O single “É Sal” tem muito do álbum. O nome dele “É Sal” não é à toa, é uma linguagem paraense, que faz parte da cultura do melody e das aparelhagem, não é o sal de cozinha [risos]. Estamos sem vergonha das nossas gírias. O álbum podia ter qualquer outro nome, mas, eu quis que fosse “É Sal” para levar a pauta da cultura paraense e do meu universo musical.
Estou conhecendo essa nova Viviane, ela é nova pra mim também [risos]. Ela é muito nova, estou me redescobrindo. No ano passado, comecei a pensar na minha carreira de outra forma. Já estava satisfeita com o que eu tinha, tenho o Rock da Rainha, super consolidado, agenda lotado e fãs que me acompanham.
Com a ideia do álbum, dei uma pirada, com medo de não dar conta. Por exemplo, no show do Amazônia Live, eu estava esgotada, com o excesso de demandas. Tive uma crise de ansiedade. Sou perfeccionista e queria que tudo fosse perfeito.
Tive o conforto de saber que o público amou o show, e me surpreendi com isso. Para mim teve um monte de cagada [risos], mas o povo não percebeu. No dia seguinte, fiz um outro show e foi a vez do pico de pressão alta, pensei: meu corpo está me dizendo algo.

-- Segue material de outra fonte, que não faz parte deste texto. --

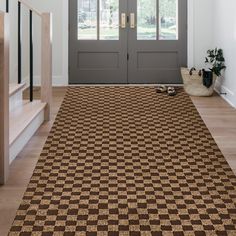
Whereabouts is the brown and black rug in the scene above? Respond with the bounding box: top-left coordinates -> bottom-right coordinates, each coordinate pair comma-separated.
9,87 -> 236,236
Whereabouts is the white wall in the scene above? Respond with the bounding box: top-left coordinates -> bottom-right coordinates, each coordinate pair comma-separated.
213,0 -> 236,107
0,0 -> 18,81
3,0 -> 236,107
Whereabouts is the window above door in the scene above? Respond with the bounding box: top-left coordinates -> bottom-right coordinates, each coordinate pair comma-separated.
77,0 -> 179,40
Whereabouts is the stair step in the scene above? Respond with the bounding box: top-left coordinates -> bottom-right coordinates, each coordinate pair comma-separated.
9,83 -> 25,97
9,100 -> 46,146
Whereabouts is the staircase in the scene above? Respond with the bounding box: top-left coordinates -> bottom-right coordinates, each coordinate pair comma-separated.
0,0 -> 52,184
9,84 -> 46,164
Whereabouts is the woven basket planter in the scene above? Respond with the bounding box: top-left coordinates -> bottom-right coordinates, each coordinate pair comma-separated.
181,68 -> 217,97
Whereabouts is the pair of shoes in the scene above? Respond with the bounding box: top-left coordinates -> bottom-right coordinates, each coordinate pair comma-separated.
157,85 -> 177,96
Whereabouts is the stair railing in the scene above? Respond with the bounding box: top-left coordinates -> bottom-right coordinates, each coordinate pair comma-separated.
18,0 -> 52,120
0,11 -> 9,184
0,0 -> 52,185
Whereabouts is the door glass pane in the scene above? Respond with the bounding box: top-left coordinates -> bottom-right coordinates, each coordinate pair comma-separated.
78,0 -> 97,40
137,0 -> 157,40
99,0 -> 119,40
159,0 -> 178,40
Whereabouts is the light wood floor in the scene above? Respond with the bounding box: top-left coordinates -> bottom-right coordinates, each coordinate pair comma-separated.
0,88 -> 236,236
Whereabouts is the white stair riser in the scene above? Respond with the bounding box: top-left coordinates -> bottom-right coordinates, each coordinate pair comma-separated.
9,109 -> 44,164
9,90 -> 23,112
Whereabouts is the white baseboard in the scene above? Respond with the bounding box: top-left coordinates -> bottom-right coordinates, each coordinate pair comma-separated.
23,75 -> 68,87
215,81 -> 236,108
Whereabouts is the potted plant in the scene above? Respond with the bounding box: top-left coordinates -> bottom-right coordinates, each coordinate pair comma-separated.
181,48 -> 226,97
203,48 -> 226,88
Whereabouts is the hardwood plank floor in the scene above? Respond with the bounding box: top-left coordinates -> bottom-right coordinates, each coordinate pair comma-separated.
0,88 -> 236,236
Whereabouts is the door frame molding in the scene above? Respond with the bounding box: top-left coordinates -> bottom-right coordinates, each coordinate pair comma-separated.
66,0 -> 190,86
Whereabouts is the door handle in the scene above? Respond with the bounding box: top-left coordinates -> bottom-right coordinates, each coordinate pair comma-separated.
120,13 -> 126,29
130,13 -> 136,29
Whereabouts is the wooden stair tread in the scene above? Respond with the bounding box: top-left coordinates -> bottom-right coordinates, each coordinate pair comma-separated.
9,100 -> 46,145
9,83 -> 25,96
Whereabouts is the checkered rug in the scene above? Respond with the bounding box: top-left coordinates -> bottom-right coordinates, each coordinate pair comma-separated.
9,87 -> 236,236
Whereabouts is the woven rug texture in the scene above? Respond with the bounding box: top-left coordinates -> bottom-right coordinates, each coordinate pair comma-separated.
9,87 -> 236,236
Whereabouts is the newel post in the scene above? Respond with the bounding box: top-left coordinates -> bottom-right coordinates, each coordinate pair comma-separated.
41,13 -> 52,121
0,11 -> 9,184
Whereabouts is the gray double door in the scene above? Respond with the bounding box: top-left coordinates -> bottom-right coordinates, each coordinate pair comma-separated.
69,0 -> 187,84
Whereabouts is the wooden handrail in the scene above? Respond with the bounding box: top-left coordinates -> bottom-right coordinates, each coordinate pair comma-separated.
0,11 -> 9,184
18,0 -> 43,17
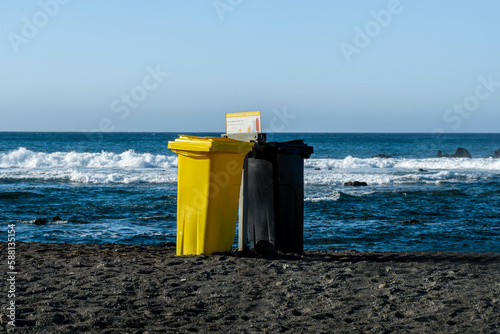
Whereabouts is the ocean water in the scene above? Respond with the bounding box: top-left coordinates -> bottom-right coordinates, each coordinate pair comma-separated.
0,132 -> 500,252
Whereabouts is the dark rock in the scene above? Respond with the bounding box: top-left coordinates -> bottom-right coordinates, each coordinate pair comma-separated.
403,219 -> 420,225
372,154 -> 392,159
436,147 -> 472,158
33,218 -> 47,225
344,181 -> 368,187
255,240 -> 276,255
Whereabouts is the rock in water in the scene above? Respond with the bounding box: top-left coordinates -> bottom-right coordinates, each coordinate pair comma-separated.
436,147 -> 472,158
454,147 -> 472,158
255,240 -> 276,255
372,154 -> 392,159
402,219 -> 420,225
344,181 -> 368,187
33,218 -> 47,225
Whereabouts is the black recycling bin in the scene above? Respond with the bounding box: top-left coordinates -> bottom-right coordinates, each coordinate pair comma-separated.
243,140 -> 314,254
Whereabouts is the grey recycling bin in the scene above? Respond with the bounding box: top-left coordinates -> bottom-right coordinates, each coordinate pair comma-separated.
243,140 -> 314,254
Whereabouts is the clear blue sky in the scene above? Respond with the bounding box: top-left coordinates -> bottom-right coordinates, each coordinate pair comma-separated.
0,0 -> 500,132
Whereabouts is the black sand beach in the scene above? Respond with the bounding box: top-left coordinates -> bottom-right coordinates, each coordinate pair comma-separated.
0,243 -> 500,333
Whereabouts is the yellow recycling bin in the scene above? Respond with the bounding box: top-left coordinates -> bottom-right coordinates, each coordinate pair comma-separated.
168,135 -> 253,255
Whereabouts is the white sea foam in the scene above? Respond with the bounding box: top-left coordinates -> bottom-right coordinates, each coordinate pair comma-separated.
0,147 -> 178,168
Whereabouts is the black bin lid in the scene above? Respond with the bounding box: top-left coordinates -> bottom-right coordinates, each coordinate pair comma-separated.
262,139 -> 314,159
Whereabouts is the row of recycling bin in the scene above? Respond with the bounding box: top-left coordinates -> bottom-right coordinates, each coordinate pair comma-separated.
168,135 -> 313,255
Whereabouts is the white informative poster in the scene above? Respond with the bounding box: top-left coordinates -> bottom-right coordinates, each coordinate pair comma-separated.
226,111 -> 261,134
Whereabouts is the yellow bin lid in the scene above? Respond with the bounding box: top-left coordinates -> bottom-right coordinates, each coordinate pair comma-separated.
168,135 -> 254,153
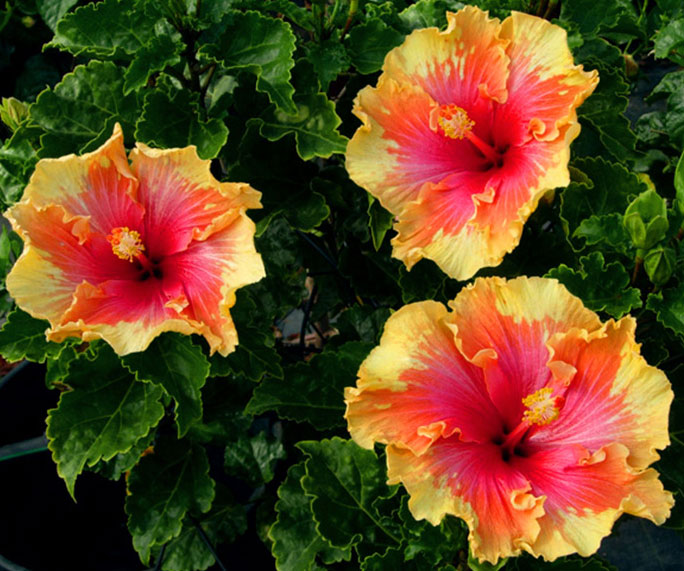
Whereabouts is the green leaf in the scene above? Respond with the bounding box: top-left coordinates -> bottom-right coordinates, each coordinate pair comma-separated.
297,437 -> 401,556
399,496 -> 468,566
344,19 -> 404,74
211,327 -> 283,383
304,37 -> 351,92
399,259 -> 447,303
47,344 -> 164,496
654,18 -> 684,65
126,438 -> 214,565
268,462 -> 351,571
91,432 -> 155,480
199,11 -> 297,114
646,283 -> 684,338
123,333 -> 209,437
576,68 -> 636,161
47,0 -> 163,59
0,308 -> 62,363
335,305 -> 392,345
368,194 -> 394,252
36,0 -> 78,32
560,158 -> 647,250
245,341 -> 371,430
399,0 -> 447,33
253,93 -> 348,161
223,432 -> 286,487
124,33 -> 185,95
674,151 -> 684,214
545,252 -> 642,318
161,486 -> 247,571
135,89 -> 228,159
572,213 -> 629,252
560,0 -> 622,36
31,61 -> 139,157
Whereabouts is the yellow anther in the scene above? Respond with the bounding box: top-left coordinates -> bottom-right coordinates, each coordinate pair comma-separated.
107,226 -> 145,262
523,387 -> 563,425
437,105 -> 475,139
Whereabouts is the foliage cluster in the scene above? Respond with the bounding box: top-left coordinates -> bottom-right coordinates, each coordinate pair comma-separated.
0,0 -> 684,571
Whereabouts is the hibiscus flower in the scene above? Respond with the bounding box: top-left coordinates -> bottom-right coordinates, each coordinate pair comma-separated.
346,7 -> 598,280
6,124 -> 264,355
345,277 -> 673,563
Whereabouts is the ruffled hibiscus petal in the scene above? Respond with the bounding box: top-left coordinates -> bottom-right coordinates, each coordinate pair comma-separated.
387,438 -> 544,563
515,443 -> 674,560
23,123 -> 143,235
495,12 -> 598,140
161,214 -> 266,355
449,278 -> 601,429
345,301 -> 501,454
392,171 -> 495,279
530,317 -> 674,469
6,202 -> 141,325
47,278 -> 198,355
131,143 -> 261,258
346,75 -> 486,214
383,6 -> 509,110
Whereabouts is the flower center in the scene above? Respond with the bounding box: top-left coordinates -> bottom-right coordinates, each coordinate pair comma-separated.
437,105 -> 475,139
437,104 -> 502,167
107,226 -> 145,262
495,387 -> 565,462
523,387 -> 562,426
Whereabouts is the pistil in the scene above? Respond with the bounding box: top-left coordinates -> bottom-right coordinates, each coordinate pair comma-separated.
501,387 -> 565,456
107,226 -> 155,273
437,104 -> 501,164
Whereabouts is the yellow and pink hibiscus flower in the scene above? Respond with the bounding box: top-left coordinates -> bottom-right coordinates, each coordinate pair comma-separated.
5,124 -> 264,355
345,277 -> 673,563
346,7 -> 598,280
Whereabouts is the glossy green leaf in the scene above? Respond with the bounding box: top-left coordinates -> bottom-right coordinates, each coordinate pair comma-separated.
368,194 -> 394,251
31,61 -> 140,157
399,0 -> 447,32
246,342 -> 371,430
211,327 -> 283,383
297,437 -> 401,556
399,496 -> 468,565
124,33 -> 185,95
654,18 -> 684,64
0,308 -> 62,363
255,93 -> 347,161
123,333 -> 209,437
36,0 -> 78,32
644,246 -> 677,287
305,38 -> 351,92
200,11 -> 297,115
223,432 -> 285,487
646,283 -> 684,337
560,0 -> 622,35
90,432 -> 155,480
335,305 -> 392,345
47,344 -> 164,496
135,89 -> 228,159
161,486 -> 247,571
345,19 -> 404,74
674,151 -> 684,214
560,158 -> 647,249
572,213 -> 630,251
268,462 -> 351,571
126,438 -> 214,564
48,0 -> 163,59
546,252 -> 642,318
573,66 -> 636,161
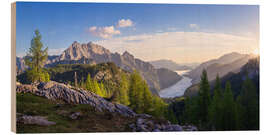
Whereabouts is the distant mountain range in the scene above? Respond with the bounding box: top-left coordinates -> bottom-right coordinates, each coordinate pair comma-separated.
188,52 -> 253,84
184,57 -> 260,97
150,60 -> 195,71
17,41 -> 181,93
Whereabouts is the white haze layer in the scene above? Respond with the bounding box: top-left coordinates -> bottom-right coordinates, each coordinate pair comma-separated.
159,70 -> 192,98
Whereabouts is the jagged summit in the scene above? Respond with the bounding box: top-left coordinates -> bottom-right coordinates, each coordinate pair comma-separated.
60,41 -> 111,60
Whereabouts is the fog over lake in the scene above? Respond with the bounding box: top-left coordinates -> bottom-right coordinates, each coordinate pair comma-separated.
159,70 -> 192,98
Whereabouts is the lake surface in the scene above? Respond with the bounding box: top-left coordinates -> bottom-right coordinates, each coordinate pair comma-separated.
159,70 -> 192,98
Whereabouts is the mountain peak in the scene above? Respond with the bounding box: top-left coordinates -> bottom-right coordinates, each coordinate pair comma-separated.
122,51 -> 134,57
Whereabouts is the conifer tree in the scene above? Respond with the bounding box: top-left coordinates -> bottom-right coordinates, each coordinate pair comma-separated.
238,76 -> 259,130
85,74 -> 95,92
117,74 -> 129,105
24,30 -> 49,82
198,70 -> 210,123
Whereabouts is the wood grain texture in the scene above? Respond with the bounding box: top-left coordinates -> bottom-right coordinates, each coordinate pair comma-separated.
11,2 -> 16,132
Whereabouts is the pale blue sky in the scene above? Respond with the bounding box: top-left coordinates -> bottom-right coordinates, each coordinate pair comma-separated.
16,2 -> 259,62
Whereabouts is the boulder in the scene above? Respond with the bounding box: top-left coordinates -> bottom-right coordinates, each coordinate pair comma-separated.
17,115 -> 56,126
16,81 -> 136,117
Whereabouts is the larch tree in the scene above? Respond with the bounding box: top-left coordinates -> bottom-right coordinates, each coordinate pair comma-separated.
198,70 -> 210,123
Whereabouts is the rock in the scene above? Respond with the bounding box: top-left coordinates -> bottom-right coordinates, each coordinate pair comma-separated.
154,124 -> 161,129
170,125 -> 183,131
69,112 -> 82,120
136,118 -> 145,125
153,129 -> 161,132
137,124 -> 150,132
136,114 -> 152,118
17,115 -> 56,126
16,81 -> 192,132
16,81 -> 136,117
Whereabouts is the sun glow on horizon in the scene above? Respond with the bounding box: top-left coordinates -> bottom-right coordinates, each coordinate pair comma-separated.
253,48 -> 260,55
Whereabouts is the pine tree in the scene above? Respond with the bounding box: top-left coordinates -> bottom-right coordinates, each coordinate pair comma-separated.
208,75 -> 223,130
198,70 -> 210,124
129,71 -> 144,113
222,82 -> 237,130
238,76 -> 259,130
117,74 -> 129,105
80,77 -> 85,89
93,80 -> 104,97
99,82 -> 108,97
74,72 -> 78,87
142,81 -> 152,113
24,30 -> 48,82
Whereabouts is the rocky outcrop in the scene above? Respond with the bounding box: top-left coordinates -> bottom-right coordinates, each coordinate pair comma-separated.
16,41 -> 179,93
16,81 -> 198,132
188,52 -> 253,84
16,81 -> 136,117
17,114 -> 56,126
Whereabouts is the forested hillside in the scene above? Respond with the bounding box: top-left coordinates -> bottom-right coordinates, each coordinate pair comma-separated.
169,58 -> 259,130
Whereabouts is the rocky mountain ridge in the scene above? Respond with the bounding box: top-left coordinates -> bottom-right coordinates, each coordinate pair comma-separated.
188,52 -> 253,84
150,60 -> 192,71
17,41 -> 181,93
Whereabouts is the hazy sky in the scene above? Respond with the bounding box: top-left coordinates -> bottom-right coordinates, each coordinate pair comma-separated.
16,2 -> 259,63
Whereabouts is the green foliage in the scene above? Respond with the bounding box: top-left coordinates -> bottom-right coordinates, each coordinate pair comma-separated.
83,74 -> 105,97
129,71 -> 168,117
24,30 -> 50,82
178,69 -> 259,130
198,70 -> 210,123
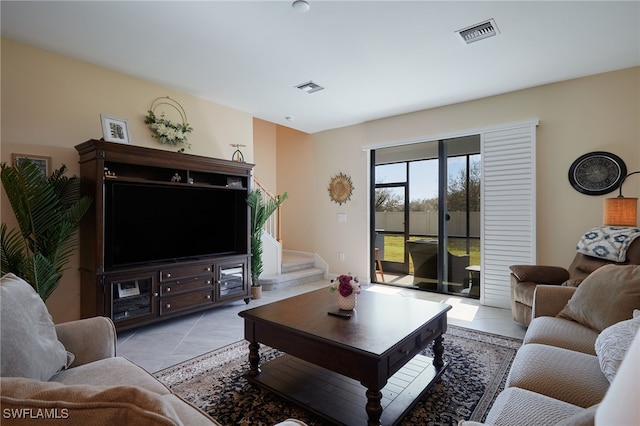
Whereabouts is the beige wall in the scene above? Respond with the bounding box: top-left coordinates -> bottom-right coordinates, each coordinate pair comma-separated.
278,67 -> 640,282
0,39 -> 255,322
253,118 -> 279,194
0,39 -> 640,322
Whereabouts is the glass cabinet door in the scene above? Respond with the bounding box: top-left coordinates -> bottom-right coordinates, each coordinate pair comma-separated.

Na segunda-feira, avisei todo mundo: “Vou tirar uma semana de férias. Ninguém fala comigo [risos]”. Deixei a equipe tomando conta e comecei a pensar: essa Viviane que tá vindo aí precisa ter mais autocontrole e mais cuidado consigo mesma.

Sua imagem de palco é bastante característica — figurinos exuberantes, coreografias e muita pirotecnia. Como esse novo álbum vai refletir essa parte visual?
No Pará, existe uma carência do mercado audiovisual. Sempre que fazemos muita música, subimos no pen-drive e mandamos para o DJ direto. Então, estamos sempre lançando música, mas com pouco material audiovisual, diferente do restante do Brasil.
À princípio, o álbum teria muito audiovisual, cada música com seu clipe. Só que foi passando o tempo e percebi que isso seria um desgaste muito grande, poderíamos pecar por excesso. Mas saiu o clipe de “Mulher Gostosa” com a Pocah, música sobre essa mulher empoderada. A princípio era para ser gravado em Belém, mas nossa agenda não bateu e fui para o Rio de Janeiro gravar com ela, mas levei a cultura paraense junto!
Antes, veio o clipe de “Covarde”, com a Suanny Batidão, em que a gente divide o amor de um covarde que está brincando e gostando das duas. Na narrativa de É Sal, eu dou um pé na bunda dele e vou visitar minha prima Pocah no Rio de Janeiro! [risos].
Escolhemos fazer esse clipe em lugares dito “masculinos”, não para lacração, mas para mostrar que a gente pode estar onde a gente quiser. Minha prima, Pocah, é dona de uma oficina mecânica, a gente joga futebol, sinuca, bebe cerveja e nós divertimos muito. Então, não tinha música melhor para esse audiovisual.
Em um cenário de música brasileira cada vez mais híbrido, com ritmos regionais ganhando força nacionalmente, como será o tecnomelody do futuro?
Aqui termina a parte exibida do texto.